PENSACOLA, Fla. (WKRG) — The COVID-19 numbers you hear every day on WKRG News 5 or read on Facebook could be starting to become monotonous.
Every day, you hear of new cases and new deaths. I have even been guilty of tuning out.
Everything changed Tuesday.
As a reporter for WKRG News 5, I have been reporting on COVID-19 statistics for months. Tuesday, my 75-year-old grandmother Lois Yarbrough became one.
I’ll tell you how she’s much more than that.
My grandmother, a Baldwin County resident, contracted COVID-19 about two weeks ago and unfortunately lost her fight. She was one who had the underlying health conditions officials have been warning about.
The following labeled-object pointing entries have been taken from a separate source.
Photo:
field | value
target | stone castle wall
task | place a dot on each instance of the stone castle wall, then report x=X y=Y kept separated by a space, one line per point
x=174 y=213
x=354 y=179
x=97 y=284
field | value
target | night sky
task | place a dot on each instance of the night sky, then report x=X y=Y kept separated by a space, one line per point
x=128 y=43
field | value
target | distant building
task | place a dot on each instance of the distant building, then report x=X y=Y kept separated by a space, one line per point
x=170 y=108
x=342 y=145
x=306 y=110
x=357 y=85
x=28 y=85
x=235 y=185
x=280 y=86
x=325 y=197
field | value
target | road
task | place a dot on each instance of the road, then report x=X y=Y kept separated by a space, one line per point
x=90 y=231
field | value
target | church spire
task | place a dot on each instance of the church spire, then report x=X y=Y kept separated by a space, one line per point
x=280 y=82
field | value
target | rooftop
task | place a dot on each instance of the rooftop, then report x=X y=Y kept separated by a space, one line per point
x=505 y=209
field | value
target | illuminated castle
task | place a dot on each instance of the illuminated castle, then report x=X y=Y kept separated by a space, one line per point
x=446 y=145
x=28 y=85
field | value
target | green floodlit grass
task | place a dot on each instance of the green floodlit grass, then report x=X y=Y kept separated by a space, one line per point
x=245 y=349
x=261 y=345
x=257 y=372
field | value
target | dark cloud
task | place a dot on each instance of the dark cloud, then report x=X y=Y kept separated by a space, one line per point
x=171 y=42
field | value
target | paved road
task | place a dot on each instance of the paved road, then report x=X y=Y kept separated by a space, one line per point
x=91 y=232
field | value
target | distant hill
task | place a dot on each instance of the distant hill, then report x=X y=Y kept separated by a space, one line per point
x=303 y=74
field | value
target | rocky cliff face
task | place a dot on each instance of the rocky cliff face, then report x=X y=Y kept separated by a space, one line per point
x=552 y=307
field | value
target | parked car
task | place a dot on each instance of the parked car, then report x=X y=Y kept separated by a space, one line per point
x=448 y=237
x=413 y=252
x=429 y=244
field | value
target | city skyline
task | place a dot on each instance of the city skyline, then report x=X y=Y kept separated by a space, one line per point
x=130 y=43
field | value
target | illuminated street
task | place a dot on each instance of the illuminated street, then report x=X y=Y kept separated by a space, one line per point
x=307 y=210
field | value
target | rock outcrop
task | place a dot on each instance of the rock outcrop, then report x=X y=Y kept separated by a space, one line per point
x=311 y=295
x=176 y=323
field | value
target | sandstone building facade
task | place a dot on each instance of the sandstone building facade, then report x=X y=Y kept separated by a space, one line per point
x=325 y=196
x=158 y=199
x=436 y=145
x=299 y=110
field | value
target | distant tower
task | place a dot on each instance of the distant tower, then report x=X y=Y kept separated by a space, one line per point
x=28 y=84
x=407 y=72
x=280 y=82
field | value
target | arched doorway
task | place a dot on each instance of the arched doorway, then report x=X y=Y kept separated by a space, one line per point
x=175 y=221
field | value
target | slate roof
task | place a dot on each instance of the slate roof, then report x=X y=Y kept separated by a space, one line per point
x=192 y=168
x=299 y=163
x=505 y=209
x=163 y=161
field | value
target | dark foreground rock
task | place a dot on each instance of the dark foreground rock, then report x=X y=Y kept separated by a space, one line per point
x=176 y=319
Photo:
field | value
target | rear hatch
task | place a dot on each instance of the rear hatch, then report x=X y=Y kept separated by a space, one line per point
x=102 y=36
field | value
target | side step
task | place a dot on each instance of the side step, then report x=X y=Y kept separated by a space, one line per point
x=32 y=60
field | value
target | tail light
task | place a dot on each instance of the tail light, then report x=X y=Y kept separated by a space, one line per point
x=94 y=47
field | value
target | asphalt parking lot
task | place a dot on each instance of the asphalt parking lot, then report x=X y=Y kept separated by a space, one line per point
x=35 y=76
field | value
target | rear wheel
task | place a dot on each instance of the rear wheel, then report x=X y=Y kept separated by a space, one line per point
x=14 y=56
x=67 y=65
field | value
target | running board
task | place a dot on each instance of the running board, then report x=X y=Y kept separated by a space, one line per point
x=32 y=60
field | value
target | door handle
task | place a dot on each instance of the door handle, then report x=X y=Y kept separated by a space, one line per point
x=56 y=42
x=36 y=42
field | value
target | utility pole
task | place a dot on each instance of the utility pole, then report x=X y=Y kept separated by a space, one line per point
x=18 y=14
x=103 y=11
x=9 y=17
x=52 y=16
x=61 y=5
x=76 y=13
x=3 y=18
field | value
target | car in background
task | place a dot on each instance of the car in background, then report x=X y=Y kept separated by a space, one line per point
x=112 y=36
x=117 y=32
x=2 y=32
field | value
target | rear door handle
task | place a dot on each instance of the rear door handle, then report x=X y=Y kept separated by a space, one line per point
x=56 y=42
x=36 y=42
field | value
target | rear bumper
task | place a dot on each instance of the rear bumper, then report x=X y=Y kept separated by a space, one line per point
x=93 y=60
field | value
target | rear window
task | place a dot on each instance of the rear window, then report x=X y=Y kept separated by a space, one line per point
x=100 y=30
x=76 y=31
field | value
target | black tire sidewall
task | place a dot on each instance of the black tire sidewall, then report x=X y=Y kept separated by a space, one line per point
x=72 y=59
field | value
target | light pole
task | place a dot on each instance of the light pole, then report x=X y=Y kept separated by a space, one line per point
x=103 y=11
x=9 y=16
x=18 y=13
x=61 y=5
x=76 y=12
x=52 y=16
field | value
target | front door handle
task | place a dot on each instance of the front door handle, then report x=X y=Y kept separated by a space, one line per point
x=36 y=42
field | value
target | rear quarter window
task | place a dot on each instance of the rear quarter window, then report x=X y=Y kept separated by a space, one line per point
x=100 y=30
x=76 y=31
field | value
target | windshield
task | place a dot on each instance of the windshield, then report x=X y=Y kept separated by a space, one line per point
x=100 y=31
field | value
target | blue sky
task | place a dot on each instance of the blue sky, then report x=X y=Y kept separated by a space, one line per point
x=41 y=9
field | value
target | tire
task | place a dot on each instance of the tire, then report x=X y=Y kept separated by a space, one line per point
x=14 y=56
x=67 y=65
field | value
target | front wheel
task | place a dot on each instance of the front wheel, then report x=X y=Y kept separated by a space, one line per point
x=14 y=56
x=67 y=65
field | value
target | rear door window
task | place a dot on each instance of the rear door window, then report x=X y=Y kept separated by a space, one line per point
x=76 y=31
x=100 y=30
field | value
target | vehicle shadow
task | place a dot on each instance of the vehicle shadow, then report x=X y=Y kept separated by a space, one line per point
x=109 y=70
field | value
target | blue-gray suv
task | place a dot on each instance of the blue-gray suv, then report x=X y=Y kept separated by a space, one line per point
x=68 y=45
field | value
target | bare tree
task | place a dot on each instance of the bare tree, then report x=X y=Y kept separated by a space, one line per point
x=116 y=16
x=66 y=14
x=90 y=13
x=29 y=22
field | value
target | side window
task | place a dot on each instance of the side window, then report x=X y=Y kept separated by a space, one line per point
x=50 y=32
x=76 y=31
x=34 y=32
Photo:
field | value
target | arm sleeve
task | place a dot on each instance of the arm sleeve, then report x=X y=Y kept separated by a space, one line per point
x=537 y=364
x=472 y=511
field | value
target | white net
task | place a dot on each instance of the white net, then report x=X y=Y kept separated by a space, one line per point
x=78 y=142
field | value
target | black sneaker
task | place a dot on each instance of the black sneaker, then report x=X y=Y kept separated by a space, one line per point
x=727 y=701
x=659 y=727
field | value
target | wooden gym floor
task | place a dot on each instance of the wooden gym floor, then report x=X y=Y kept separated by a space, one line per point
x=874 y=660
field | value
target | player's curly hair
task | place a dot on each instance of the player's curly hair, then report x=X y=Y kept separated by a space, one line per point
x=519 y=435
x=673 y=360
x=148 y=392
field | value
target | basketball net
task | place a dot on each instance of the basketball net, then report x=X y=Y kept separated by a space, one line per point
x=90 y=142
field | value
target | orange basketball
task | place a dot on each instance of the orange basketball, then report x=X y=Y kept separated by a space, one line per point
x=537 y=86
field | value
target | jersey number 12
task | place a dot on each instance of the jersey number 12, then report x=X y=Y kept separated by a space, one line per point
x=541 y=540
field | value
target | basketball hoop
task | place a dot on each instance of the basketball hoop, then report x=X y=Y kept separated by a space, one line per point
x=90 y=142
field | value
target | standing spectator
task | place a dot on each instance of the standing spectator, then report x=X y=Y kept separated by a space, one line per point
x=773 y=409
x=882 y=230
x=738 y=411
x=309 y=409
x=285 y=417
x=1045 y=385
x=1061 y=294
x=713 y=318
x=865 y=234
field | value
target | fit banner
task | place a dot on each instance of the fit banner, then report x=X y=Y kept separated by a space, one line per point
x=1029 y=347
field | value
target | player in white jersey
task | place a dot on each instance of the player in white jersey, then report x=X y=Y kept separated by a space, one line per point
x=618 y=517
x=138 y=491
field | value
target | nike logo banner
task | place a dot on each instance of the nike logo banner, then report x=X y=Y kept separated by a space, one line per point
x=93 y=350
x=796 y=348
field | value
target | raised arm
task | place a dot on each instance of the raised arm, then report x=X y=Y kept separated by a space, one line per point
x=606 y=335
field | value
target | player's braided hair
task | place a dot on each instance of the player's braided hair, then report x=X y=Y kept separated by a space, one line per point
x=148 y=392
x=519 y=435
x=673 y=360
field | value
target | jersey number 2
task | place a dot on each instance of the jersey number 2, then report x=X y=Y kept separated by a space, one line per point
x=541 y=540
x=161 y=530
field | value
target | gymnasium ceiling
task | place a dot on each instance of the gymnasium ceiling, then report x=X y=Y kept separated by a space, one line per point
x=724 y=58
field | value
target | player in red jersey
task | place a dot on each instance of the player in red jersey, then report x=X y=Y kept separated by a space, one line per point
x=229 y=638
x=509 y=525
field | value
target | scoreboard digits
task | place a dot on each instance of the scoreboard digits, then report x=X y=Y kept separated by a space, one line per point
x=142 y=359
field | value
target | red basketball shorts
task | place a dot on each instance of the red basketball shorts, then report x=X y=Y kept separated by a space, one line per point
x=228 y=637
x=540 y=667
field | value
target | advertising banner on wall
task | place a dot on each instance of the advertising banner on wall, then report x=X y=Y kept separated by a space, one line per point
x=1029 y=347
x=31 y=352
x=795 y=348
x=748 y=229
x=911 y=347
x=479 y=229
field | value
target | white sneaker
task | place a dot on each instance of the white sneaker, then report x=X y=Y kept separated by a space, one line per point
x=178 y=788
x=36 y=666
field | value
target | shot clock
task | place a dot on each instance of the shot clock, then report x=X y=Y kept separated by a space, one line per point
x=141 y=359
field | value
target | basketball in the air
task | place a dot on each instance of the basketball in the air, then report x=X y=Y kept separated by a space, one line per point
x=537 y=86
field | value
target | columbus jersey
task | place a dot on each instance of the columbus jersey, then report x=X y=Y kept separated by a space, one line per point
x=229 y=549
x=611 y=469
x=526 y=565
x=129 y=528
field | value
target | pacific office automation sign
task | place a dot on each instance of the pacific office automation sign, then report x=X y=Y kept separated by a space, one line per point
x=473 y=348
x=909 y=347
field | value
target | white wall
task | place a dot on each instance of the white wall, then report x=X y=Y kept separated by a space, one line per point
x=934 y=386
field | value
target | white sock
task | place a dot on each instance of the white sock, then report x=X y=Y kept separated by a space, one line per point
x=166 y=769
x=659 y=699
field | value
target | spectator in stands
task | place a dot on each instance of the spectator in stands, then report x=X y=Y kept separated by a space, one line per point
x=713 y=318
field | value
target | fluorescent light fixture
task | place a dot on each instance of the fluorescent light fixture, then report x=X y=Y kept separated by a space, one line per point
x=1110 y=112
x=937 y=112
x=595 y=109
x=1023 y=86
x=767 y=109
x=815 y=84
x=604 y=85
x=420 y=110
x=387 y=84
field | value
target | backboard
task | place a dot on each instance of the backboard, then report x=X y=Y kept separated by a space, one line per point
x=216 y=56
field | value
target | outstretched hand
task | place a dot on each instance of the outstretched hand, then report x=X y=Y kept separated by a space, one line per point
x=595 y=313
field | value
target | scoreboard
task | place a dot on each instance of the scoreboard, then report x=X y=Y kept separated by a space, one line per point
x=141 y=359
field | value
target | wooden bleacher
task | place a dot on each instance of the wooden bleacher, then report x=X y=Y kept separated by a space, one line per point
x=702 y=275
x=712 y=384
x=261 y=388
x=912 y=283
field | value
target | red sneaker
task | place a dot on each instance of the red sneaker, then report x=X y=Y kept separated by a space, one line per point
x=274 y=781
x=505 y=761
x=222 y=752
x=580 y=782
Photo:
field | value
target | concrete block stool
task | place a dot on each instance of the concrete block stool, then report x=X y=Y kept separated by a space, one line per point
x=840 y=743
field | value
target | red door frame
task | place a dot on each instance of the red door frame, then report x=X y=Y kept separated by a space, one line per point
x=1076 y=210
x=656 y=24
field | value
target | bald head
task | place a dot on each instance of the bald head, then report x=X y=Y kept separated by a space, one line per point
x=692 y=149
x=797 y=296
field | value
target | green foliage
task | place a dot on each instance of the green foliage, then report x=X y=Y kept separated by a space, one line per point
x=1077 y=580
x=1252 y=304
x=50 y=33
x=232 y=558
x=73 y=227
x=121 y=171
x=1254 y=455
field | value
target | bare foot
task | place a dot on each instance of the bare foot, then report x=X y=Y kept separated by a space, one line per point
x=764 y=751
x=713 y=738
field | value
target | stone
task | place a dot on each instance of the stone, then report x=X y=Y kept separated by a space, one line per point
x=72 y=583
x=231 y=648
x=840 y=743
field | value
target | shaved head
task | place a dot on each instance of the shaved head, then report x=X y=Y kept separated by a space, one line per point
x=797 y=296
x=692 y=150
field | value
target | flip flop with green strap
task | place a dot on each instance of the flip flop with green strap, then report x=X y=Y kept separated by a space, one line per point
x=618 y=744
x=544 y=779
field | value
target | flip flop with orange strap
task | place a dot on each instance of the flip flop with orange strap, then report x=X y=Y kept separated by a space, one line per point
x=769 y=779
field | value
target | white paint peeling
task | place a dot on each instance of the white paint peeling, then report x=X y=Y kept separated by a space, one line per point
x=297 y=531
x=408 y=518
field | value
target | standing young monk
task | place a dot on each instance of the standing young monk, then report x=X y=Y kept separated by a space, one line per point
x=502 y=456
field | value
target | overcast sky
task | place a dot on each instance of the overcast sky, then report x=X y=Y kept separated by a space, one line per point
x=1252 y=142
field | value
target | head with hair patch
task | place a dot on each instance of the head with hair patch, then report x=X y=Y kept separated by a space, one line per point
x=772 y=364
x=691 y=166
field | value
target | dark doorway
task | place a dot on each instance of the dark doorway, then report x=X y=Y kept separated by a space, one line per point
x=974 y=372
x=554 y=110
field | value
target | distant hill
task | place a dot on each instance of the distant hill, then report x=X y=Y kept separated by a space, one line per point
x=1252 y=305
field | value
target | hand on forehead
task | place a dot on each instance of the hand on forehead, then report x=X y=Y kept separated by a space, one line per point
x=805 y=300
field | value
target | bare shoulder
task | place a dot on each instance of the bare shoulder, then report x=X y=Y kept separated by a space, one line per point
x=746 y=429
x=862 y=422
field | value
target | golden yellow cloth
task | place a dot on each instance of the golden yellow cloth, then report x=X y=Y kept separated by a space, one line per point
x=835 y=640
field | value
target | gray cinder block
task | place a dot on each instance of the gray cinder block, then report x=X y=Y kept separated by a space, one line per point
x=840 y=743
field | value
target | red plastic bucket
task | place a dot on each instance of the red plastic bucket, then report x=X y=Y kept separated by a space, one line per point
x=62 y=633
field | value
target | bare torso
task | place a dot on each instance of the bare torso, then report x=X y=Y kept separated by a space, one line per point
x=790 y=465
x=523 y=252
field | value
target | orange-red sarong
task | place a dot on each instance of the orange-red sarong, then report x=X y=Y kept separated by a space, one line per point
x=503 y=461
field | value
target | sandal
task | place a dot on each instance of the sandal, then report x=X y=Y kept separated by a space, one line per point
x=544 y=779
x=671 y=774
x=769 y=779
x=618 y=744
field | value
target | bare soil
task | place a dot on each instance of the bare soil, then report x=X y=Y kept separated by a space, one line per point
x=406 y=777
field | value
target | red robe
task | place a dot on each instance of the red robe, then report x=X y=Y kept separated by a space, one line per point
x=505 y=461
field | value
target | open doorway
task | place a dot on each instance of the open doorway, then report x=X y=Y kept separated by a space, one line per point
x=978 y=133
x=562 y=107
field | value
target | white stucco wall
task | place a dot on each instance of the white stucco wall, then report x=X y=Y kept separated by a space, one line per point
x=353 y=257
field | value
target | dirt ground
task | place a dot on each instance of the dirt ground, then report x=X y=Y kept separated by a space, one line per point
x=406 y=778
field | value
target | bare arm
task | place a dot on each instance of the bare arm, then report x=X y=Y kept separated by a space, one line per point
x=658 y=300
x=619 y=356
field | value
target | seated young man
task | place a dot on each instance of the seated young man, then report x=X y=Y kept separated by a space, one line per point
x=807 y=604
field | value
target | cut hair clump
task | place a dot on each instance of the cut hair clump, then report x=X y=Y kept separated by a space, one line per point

When I lost my grandmother to COVID-19, I couldn’t help but think of those people I see on Facebook who constantly downplay the virus and question its validity.
Yes, the virus’ survival rate is high. See? I beat you to it. However, I want to tell you (if you’ll listen) what the virus took from me and the world in hopes everyone out there will take it more seriously.
When my grandmother died, this world lost the most contagious laugh. It was a sometimes shrill, roaring cackle, but it was contagious and would always make you smile.
When my grandmother died, this world lost one of the best cooks. My grandmother would never let me eat without asking if I wanted seconds. I always took her up the offer because it was just that good.
She loved to eat her cooking, too, and don’t give her a Diet Coke. She wants the real thing.
When she died, the world lost one of the biggest spirits. She loved angels and Christmas time. I can still hear her steadily hum “Walking In a Winter Wonderland,” while kicked back in her Lazy Boy.
And when I lost my grandmother to COVID-19, the world lost one of most loving people. One of her favorite things to do was tell my family she loved us.
I’ve shared my story to tell you COVID-19 deaths are more than a statistic on a screen. They’re a wake-up call, even for a journalist who has been reporting on them day after day for months.
There’s a life behind those numbers, and my grandmother’s life was a special one.